I got back to the city three days later and I started shooting black-and-white film, mostly Konica infrared film. I was just following my feelings about the aftermath, not really looking for news but just looking to try and communicate the emotions I found in the city.

Only one or two were part of a work assignment. I started putting them together to see if I could come up with some deeper meaning by connecting images together — premonitions of things to come.

Q.

Give me an example.

A.

There’s one with a lonely, figure, far off in the distance in the financial district, paired with the crowd of people from the back.

I think there was a sense of both loneliness and danger, and then a sense of love and sensitivity among strangers, that many people felt intensely in New York shortly after 9/11. I have lived most of my life here. And had never seen anything quite like that.

There’s a second one which is actually three pictures, two verticals and a horizontal, and in these you see the shadow of a police officer. For me this had the sense of figures trying to go about their daily lives amidst this new kind of security presence, which I had also never seen in New York before.

Q.

Didn’t 9/11 influence your life and your work for the next decade?

A.

Yes.

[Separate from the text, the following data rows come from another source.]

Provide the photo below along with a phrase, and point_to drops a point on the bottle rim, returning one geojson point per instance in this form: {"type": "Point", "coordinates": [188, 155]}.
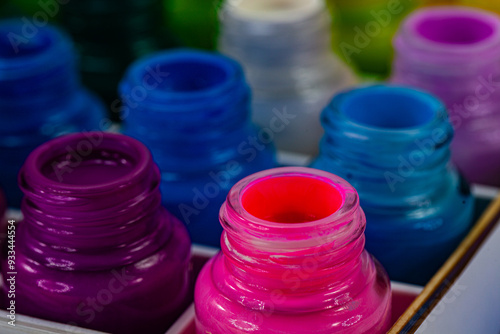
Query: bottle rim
{"type": "Point", "coordinates": [34, 170]}
{"type": "Point", "coordinates": [237, 215]}
{"type": "Point", "coordinates": [230, 71]}
{"type": "Point", "coordinates": [274, 11]}
{"type": "Point", "coordinates": [410, 34]}
{"type": "Point", "coordinates": [49, 42]}
{"type": "Point", "coordinates": [364, 98]}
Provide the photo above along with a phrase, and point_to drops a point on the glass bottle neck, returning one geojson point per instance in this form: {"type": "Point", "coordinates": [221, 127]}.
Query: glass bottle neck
{"type": "Point", "coordinates": [295, 258]}
{"type": "Point", "coordinates": [37, 74]}
{"type": "Point", "coordinates": [453, 53]}
{"type": "Point", "coordinates": [194, 105]}
{"type": "Point", "coordinates": [92, 225]}
{"type": "Point", "coordinates": [281, 55]}
{"type": "Point", "coordinates": [388, 166]}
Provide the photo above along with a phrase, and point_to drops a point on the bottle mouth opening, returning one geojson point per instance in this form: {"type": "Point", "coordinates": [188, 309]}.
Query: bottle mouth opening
{"type": "Point", "coordinates": [275, 10]}
{"type": "Point", "coordinates": [93, 161]}
{"type": "Point", "coordinates": [184, 73]}
{"type": "Point", "coordinates": [291, 199]}
{"type": "Point", "coordinates": [457, 29]}
{"type": "Point", "coordinates": [388, 108]}
{"type": "Point", "coordinates": [14, 44]}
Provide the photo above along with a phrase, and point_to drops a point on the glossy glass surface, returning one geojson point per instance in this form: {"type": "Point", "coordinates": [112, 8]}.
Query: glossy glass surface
{"type": "Point", "coordinates": [284, 47]}
{"type": "Point", "coordinates": [96, 248]}
{"type": "Point", "coordinates": [291, 261]}
{"type": "Point", "coordinates": [454, 52]}
{"type": "Point", "coordinates": [110, 35]}
{"type": "Point", "coordinates": [191, 109]}
{"type": "Point", "coordinates": [392, 144]}
{"type": "Point", "coordinates": [40, 96]}
{"type": "Point", "coordinates": [363, 30]}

I mean, the security was very shocking to me. There was this really enormous sense of a desire for peace and togetherness and then that quickly turns into a more revenge mode. And that sense of what is required to feel secure as opposed to something else, maybe something more aggressive. I’m trying to figure out where that line is.

Q.

9/11 led to this series of wars and heightened security. You photographed injured veterans and the security business.

A.

We think of the world in some ways as a post-9/11 and pre-9/11, right?

Q.

I do.

A.

Police in militarized uniforms with very powerful weapons have become very commonplace.

Q.

There was this intense sorrow that lasted so long after the attacks on 9/11. But people helped each other so much and New York became a kinder place, I believe.

A.

I call this period afterglow because there was a moment where things could have been quite different, a moment of togetherness.

I remember driving my car in New York and just picking up random people who needed to get downtown. But I would never do that now.

Q.

You said these photos were made following your feelings. Can you elaborate?

A.

There was definitely a certain sadness in the pictures and also a sense of loneliness and dust. And then a sense of an ominous security presence.

I felt that you’re either watching someone or being watched. That’s where we were heading. I freaked out at all the weapons. I had never seen so many automatic weapons and snipers in New York City.

The National Guard’s constant orders not to photograph things became a very, very big theme. Telling photographers not to photograph anything anymore started then. To this day, if you start taking photographs of buildings downtown you could get yelled at.

Q.

Why did you use the Konica infrared film?

A.

It’s a mild infrared film that makes the sky darker, the blacks much more black and the whites much more light. It has a sense of some sort of radiation or explosion. Some of these photos are not with infrared.

Q.

So you went right from 9/11 into starting the “Homeland” project where you looked at what you called the militarization of American culture after 9/11.

A.

I started working in color for Time for about two months. Photographing the sense of fragility in the city and the weird security situation. And I would just wander looking for moody pictures. I shot my first “Homeland” picture at the Columbus Day parade.

Q.

And when did you start photographing your injured veterans series “Purple Hearts?”

A.

In the summer of 2003 just a few months after the war started.

Q.

What do you think about when Sept. 11 comes around now?

A.

I didn’t want to go down there for the anniversary because I feel that what 9/11 unleashed was so brutal and violent. I think about the wars that 9/11 resulted in, and about what Iraq and Afghanistan are like today.

I also think of all the veterans who were wounded. I’m still photographing stories of veterans. I think about all the lives lost, women who’ve lost their husbands, children who lost their fathers and people who still are suffering massive health impacts from 9/11.

It’s a major tragedy. But it’s become something else, too.